Two things about the code:

  1. In #1367 the persistance was implemented with a state file managed by a controller and not by the settings controller. I think that this would be a little cleaner here, because the buffer is not really a setting. I know that this is also overhead. Maybe it's time for me to work on #2171 again.
  2. In src/utility is an implementation of a circular buffer. Maybe it's useful here.

minacode avatar Nov 13 '25 08:11 minacode

@minacode

  1. In Alarm persist to flash #1367 the persistance was implemented with a state file managed by a controller and not by the settings controller. I think that this would be a little cleaner here, because the buffer is not really a setting. I know that this is also overhead. Maybe it's time for me to work on WIP: Generic memory persistence class #2171 again.

Yeah this is a good point. I was debating internally whether we need persistence at all here. For alarms, persistence is critical. For a timer MRU list... not so much? :shrug:

I can just make the defaults be part of the Timer app and remove them from the settings. This will be cleaner and take up less room - also less wear on the flash storage.

  1. In src/utility is an implementation of a circular buffer. Maybe it's useful here.

Technically this is not a circular buffer, but an MRU list. A circular buffer would end up always creating a new timer entry and pushing the oldest one. You can't pop one form the middle of the array to move it to the front, you can only pop the last one out and either discard it or push it to the front (which treats it as a new timer setting). Very useful for streaming data, but not keeping track of "the most recently used timer". You'd be either duplicating the timer settings, or moving them in the wrong order.
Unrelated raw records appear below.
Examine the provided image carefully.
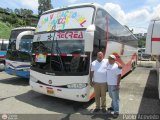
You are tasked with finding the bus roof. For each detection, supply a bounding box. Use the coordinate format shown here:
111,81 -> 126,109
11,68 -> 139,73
12,26 -> 36,30
42,3 -> 104,15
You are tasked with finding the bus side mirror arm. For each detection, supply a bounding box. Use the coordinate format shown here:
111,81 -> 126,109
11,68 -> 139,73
84,25 -> 95,52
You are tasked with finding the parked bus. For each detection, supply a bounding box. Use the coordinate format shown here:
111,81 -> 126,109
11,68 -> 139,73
145,19 -> 160,99
30,3 -> 138,102
5,27 -> 35,78
0,39 -> 9,70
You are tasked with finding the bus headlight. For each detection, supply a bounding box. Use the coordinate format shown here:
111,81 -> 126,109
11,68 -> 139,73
30,76 -> 38,82
67,83 -> 87,89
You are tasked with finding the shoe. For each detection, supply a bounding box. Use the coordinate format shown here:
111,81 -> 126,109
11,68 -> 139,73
93,108 -> 100,112
108,107 -> 114,111
102,108 -> 107,113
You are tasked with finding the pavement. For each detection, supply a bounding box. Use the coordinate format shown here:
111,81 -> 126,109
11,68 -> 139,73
0,61 -> 160,120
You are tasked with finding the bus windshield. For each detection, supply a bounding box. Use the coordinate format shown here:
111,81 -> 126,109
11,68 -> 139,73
36,7 -> 94,32
33,40 -> 84,54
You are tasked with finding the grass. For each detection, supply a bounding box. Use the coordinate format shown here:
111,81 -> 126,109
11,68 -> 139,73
0,21 -> 12,39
The MRU list pops the last used timer from its current position (which can be in the middle of the array) and moves it to the top. New entries get added to the top and push the last one out. Significantly simpler for this.

vkareh avatar Nov 13 '25 14:11 vkareh

If you go for persistence over app usages but not over reboots, you could use the timer controller to store the data. However, in #2365 there was some talk about keeping it generic. Not sure, what exactly the plan is.

You are right, a ring buffer is not correct here.

minacode avatar Nov 14 '25 00:11 minacode

@minacode

If you go for persistence over app usages but not over reboots, you could use the timer controller to store the data. However, in #2365 there was some talk about keeping it generic. Not sure, what exactly the plan is.

I removed the persistence across reboots. The timer history is just stored in a static variable in the Timer app itself (not in the controller, as that should remain generic like you said). Since it's just an MRU list, persistence is not really critical.

vkareh avatar Nov 14 '25 13:11 vkareh

Quick chime in from me after using it for a while:

This PR is really a game changer! I only use the same 2 or 3 timers so this saves me a bunch of time I would spend just holding my finger on the +-sign, love it!

Regarding the sorting of the presets, I would personally go with recency rather than sorting by value. I reckon that way it's more intuitive for the user.